Two days a week for three years, I sat on her seafoam-colored couch and talked. I talked about high school. I talked about my family. I talked about my sexual traumas and all the nights I blacked out as a teenager and don’t remember what exactly happened but am pretty damn sure that something bad happened, even if I couldn’t exactly put my finger on the specifics. I talked about my binge drinking and my depression and my anxiety and all the fears that consume and paralyze me. I talked about heartbreak and I talked about my dreams for the future and I talked about what I truly wanted out of life.

And sometime around year two, I began to understand myself. I began to understand where the panic attack came from and why I do the peculiar (albeit destructive) things that I do. And once I understood myself in this new, deep way, I began to accept myself for who I was.
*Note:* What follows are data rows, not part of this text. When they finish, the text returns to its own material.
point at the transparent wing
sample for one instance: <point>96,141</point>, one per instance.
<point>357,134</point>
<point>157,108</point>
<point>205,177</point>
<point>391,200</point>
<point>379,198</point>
Then sometime around year three, I began to actually like myself. I got to a place where I didn’t need a partner to fill the empty voids in my heart and validate my existence. I cultivated this awesome connection and relationship with myself and stopped needing other people to constantly remind me that I was alive. I felt alive, just breathing, all alone in my apartment, and it was the most liberating thing that ever happened to me.
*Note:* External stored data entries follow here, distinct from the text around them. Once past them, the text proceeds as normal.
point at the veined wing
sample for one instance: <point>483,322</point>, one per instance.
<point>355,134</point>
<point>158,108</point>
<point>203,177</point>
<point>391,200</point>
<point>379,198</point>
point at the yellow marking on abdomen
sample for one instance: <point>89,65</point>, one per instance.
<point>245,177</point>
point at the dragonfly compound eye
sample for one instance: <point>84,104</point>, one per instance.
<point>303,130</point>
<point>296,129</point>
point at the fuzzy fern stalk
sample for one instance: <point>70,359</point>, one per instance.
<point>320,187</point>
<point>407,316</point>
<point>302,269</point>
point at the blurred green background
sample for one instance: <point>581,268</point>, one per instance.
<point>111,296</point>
I learned how to be alone. 

I was single for all of my time in intense therapy, too. I barely had sex during those years (uprooting trauma can wreak havoc on your sex drive). And by not having intimacy with another entity, as I explored the scariest, most tucked away, secretive parts of myself — forced me to find intimacy from ~within~. And attaining an inner intimacy taught me how to soothe myself when I was afraid. It taught myself how to sexually satisfy my desires when I was horny (which was most of the time as I wasn’t f*cking anyone). It taught me how to make myself laugh when I was bored. Most importantly, it made me a whole, nuanced person.
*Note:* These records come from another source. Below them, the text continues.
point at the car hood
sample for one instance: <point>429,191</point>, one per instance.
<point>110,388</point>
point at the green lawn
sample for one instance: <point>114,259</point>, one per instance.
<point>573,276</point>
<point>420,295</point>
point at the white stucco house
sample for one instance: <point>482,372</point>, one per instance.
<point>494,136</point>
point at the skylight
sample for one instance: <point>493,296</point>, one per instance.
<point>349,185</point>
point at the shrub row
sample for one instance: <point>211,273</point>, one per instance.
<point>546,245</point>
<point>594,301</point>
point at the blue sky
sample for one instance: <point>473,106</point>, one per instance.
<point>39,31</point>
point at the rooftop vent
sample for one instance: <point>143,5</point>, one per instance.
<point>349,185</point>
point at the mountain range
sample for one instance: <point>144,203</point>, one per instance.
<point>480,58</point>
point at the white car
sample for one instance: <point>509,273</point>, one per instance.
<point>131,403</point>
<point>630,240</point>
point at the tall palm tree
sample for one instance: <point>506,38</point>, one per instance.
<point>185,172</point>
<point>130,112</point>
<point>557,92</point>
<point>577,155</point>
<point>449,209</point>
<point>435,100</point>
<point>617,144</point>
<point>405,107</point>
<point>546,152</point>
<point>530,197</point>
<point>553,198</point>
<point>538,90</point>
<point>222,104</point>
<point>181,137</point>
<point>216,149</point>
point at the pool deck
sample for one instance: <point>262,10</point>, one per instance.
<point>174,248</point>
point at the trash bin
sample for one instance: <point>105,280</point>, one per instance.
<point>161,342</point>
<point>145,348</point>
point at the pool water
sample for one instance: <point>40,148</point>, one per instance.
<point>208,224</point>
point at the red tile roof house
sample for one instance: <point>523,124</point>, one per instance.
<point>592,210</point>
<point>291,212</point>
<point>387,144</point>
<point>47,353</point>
And when you’re a whole, nuanced person you start to attract other whole, nuanced people. When you’re full of gaping voids and desperately seeking intimacy with another person because you feel so lonely and so terrified to be in your own company, you radiate a certain energy that is very attractive to a very specific type of person: An energy vampire. Someone who can inherently sense that you’re hopeless and vulnerable and easily moldable. They feed off your insecurity and your unconditional love (PSA: Engaging in “unconditional love” with anyone except animals and children, is NOT a good thing). They feast off your unresolved trauma like it’s the sweetest blood to ever exist. They take your bendable body and shape you into the person that they want until one day you look in the mirror and don’t recognize yourself.

But when you’re a whole person (and by whole I don’t mean perfect, holy shit, I’m still the most flawed girl in lower Manhattan); when you’re a person who doesn’t require a warm body next to her to stave off the vicious nightmares; when you’re a person who doesn’t determine her self-worth on whether or not she has a partner; when you’re a person who wants a partner but doesn’t need a partner — you’re going to attract a very specific kind of person: An independent person.

A person who will be with you because they love you, not because they need you. A person who will love the authentic, stripped down, raw version of you, and won’t just be projecting an idea of what they want onto you. A person who has already fed themselves so they won’t be tempted to eat your soul and gnaw away at your spirit.

A person who is ready to make a commitment to you. It doesn’t have to be marriage, or monogamy, but a commitment to ride this relationship out for the long-haul.

I wasn’t this person for a long time. I became this person by crawling through the mud of my 20s and navigating the way to the other side, all alone.